A ben vedere, se desiderassi mantenere il programma entro determinati margini di moralità e rilevanza evangelizzatrice, dovrei anche monitorare i contenuti pubblicitari inframmezzati.

Sicuramente, esso è una grande possibilità di evangelizzazione e di testimonianza. Quante conversioni e vocazioni hanno visto la luce grazie a reazioni a eventi mondani, visti come vuoti e inutili, o addirittura grazie a vicissitudini di guerra e persecuzioni! La Scrittura ci assicura che lo Spirito di Dio permea ogni cosa su questa Terra: è lecito pensare che da ogni realtà possa scaturire un seme di speranza o di luce per qualcuno.

Altrettanto sicuramente il reality in questione contribuisce a cancellare la falsa nomea della vita religiosa, noiosa, anacronistica, triste. Se le suore in questione vivono in pienezza la propria vocazione, accompagnando le “concorrenti”, non possono che essere luminose e gioiose, trasmettendo quindi la bellezza delle loro quotidiane abitudini di vita.

Quello che suscita qualche perplessità è la decisione di far diventare merce televisiva la vita religiosa e la vocazione ad essa. Inoltre, va ricordato che il messaggio, nel momento in cui viene comunicato, risente del mezzo utilizzato per la sua trasmissione e si piega alle regole imposte dal mezzo stesso.
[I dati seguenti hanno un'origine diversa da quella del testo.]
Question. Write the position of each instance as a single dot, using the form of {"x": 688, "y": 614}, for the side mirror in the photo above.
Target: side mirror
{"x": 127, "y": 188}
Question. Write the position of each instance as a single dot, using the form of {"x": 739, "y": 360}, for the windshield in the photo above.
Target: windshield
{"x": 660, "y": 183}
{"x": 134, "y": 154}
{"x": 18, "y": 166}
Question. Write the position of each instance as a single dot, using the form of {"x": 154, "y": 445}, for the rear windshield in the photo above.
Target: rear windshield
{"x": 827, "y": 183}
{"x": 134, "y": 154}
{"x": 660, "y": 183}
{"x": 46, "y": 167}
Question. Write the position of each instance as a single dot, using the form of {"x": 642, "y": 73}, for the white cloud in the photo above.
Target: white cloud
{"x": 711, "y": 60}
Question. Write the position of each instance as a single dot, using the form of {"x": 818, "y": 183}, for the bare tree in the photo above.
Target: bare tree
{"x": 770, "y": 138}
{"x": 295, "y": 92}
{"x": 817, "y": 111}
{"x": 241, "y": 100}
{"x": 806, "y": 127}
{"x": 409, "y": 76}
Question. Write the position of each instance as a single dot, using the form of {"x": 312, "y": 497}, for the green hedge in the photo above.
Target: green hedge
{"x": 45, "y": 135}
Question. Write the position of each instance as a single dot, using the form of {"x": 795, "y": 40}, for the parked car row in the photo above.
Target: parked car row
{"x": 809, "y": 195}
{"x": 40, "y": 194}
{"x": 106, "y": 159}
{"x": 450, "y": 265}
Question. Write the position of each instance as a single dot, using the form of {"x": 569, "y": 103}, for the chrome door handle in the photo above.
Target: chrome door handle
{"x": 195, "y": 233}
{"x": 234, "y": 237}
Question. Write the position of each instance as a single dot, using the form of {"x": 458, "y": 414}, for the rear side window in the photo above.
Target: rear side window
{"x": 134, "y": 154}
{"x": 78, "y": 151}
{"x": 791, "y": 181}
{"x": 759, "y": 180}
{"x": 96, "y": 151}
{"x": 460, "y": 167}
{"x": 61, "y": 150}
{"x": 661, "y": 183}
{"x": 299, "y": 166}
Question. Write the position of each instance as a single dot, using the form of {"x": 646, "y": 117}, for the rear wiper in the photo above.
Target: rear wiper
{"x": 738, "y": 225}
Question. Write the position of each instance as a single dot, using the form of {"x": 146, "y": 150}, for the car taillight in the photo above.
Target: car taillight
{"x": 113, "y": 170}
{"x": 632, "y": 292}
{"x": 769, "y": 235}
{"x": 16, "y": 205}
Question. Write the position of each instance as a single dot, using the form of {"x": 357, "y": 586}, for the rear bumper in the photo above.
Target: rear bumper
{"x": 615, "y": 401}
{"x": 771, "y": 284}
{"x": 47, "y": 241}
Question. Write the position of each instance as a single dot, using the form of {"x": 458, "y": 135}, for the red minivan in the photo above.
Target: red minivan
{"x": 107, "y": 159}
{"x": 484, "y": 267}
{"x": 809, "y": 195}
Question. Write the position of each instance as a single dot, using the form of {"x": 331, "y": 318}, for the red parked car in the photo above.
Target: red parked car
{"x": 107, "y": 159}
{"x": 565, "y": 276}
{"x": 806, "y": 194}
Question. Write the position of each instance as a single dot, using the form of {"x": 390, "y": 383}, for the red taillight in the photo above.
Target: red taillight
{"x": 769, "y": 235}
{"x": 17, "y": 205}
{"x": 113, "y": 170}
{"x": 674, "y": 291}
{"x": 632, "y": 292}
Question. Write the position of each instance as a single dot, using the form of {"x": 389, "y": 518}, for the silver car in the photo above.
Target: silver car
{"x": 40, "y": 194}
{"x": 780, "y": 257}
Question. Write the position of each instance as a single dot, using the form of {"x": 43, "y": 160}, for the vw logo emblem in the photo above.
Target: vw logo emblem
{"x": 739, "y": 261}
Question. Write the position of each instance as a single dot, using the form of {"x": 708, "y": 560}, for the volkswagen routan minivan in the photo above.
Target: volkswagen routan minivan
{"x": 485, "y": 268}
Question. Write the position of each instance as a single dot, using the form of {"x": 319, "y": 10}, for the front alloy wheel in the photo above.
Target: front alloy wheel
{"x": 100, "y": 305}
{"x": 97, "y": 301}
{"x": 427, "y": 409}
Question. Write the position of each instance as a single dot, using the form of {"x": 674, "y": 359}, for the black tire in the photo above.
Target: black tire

Già, anche la televisione ha le sue regole, i suoi tempi, le sue caratteristiche e non è possibile pensare di esserne superiori. A mo’ di esempio, basti pensare che la stesura di un sms non può essere parificata ad una lettera scritta con penna d’oca e calamaio e, pure se l’autore fosse il medesimo, egli dovrà sottostare ad alcune norme strutturanti. Per la tv vale lo stesso. Se vuoi essere efficace, devi conoscere il mezzo che usi e rispettarlo, come se usassi gli occhi piuttosto che la voce per comunicare qualcosa a qualcuno.

Viene da chiedersi: il mezzo usato in tal caso e il format specifico adottato (il reality), è in grado di esprimere al meglio l’oggetto o non rischia di snaturarlo o limitarlo eccessivamente? Cosa resta e cosa sparisce?

Le perplessità sono tante, però è anche vero che, come disse Qualcuno, l’albero si giudica dai frutti. Un cristiano adulto si confronta con ogni prodotto della società in cui vive e, dopo averne fatto diretta esperienza, può esprimere una valutazione.

Interessante è piuttosto come il tema religioso continui ad essere oggetto di reportage televisivo: forse il sacro non è poi così in eclissi come volevano alcuni sociologi decenni fa. Ma su questo punto magari rimandiamo alla prossima puntata. Più reality di così…!!!